After eliminating all other possibilities, the medical guesswork begins:
- If the patient has a memory disorder, it’s diagnosed as Alzheimer’s disease;
- If they have a movement disorder, it’s diagnosed as Parkinson’s disease;
- If the patient shows both symptoms, doctors flip a coin;
- If the patient ever had a concussion, it’s now ruled as CTE;
- If the person is incapacitated, it’s Creutzfeldt-Jakob disease (CJD) and very transmissible;
- If the victim is in the deer family, it’s chronic wasting disease instead of prion disease;
- If the victim is a beef or dairy cow, it’s called mad cow disease instead of prion disease;
- In other mammals, it’s called different things, but prion disease has been found in dolphins, elephants, mink, cats and many other species. The suggestion of a reliable species barrier against thousands, if not millions of mutations is ludicrous.
Prion disease causes memory loss, impaired coordination, and abnormal movements. Prion disease is incurable and fatal.
Prion Pathways
There are many sources and pathways for deadly prions. However, we can’t ignore the biggest pathways. The cruel irony of prion disease is that victims become part of the greater problem. As stated earlier, studies confirm that people and animals dying of prion disease contaminate the environment around them. Infectious prions are in the urine, feces, blood, skin, tissue, mucus and saliva of each victim. Infectious bodily fluids and tissue are contributing to the rapid spread of Alzheimer’s disease and other mutations of prion disease.

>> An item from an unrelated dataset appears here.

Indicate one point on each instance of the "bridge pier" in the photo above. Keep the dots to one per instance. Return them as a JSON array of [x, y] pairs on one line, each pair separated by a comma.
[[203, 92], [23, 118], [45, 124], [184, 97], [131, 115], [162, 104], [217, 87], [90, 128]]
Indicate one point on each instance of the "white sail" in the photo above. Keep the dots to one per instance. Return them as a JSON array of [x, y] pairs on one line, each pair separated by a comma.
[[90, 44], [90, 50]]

“There has been a resurgence of this sort of thinking, because there is now real evidence of the potential transmissibility of Alzheimer’s,” says Thomas Wiesniewski M.D. a prion and Alzheimer’s researcher at New York University School of Medicine. “In fact, this ability to transmit an abnormal conformation is probably a universal property of amyloid-forming proteins (prions).”
A study published in the journal Nature adds to the evidence about the transmissibility of Alzheimer’s disease between people. A second study by the same scientist in early 2016 supports the claim. Meanwhile, there is absolutely no evidence to the contrary. Even wildlife and sea mammals are contracting brain disease from people because of the dumping of infectious waste on farms, ranches and forests. Yes, research has found that plants/crops grown in infectious prions uptake those prions and become infectious.

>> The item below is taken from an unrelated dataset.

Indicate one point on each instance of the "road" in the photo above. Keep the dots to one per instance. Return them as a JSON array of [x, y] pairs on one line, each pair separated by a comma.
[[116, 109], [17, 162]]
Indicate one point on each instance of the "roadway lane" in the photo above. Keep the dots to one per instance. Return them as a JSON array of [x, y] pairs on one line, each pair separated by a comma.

Spouses of those with Alzheimer’s disease are 600 percent more likely to contract the disease, which is further evidence that the TSE spectrum is transmissible. Caregivers, family members and others are in harm’s way.
Surgical instruments infected with prions, for example, are impossible to sterilize and hospitals throw them away. Meanwhile, caregivers and family members are not warned. CJD victims are not quarantined. They are sent home to die in many cases. Reckless.
Many factors are contributing to the epidemic. Prions are now the X factor. Industry and governments are not accounting for prions or regulating them. They are ignoring the threat completely, which violates the Bioterrorism Preparedness and Response Act of 2002 in the United States. Other nations also are ignoring laws developed to protect food, air and water.